The family lived in a mansion serviced by a large staff and the first few years were lived in great luxury. He later recalled that he remembered "great saloons and people dancing in them, enormous idols and fireworks, riders on elephants or in gigs, and fogs clearing away and pagodas appearing over the trees."
Background
On a pillar in Poets' Corner in Westminster Abbey is a white marble bust, with a brown marble base, to novelist and essayist William Makepeace Thackeray. It is placed near Addison's statue and is by the sculptor Carlo, Baron Marochetti. A petition to the Dean of Westminster for permission to erect a memorial was signed by Charles Dickens and many other authors and artists of the day. The monument was paid for in 1865. The inscription reads:
"William Thackeray Makepeace born 18 July 1811 died 24 Dec: 1863"
Education
He disliked Charterhouse, parodying it in his later fiction as "Slaughterhouse." Nevertheless Thackeray was honoured in the Charterhouse Chapel with a monument after his death. Illness in his last year there postponed his matriculation at Trinity College, Cambridge, until February 1829.

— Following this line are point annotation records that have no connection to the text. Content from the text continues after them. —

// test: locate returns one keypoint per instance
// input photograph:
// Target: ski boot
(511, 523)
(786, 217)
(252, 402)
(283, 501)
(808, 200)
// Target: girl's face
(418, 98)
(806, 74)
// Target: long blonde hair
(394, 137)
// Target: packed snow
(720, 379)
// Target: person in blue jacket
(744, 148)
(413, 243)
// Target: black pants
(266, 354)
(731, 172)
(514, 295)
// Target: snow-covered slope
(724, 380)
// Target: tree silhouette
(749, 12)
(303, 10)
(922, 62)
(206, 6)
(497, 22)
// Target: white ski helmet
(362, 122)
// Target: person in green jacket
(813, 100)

Never too keen on academic studies, he left the University in 1830, though some of his earliest writing appeared in university publications The Snob and The Gownsman.
Career
On reaching the age of 21, he came into his inheritance but he squandered much of it on gambling and by funding two unsuccessful newspapers, The National Standard and The Constitutional for which he had hoped to write. He also lost a good part of his fortune in the collapse of two Indian banks. Forced to consider a profession to support himself, he turned first to art, which he studied in Paris, but did not pursue it except in later years as the illustrator of some of his own novels and other writings.
Views
Quotations:
Mother is the name for God in the lips and hearts of little children.
It is only hope which is real, and reality is a bitterness and a deceit.
Good humor is one of the best articles of dress one can wear in society.
Except for the young or very happy, I can't say I am sorry for anyone who dies.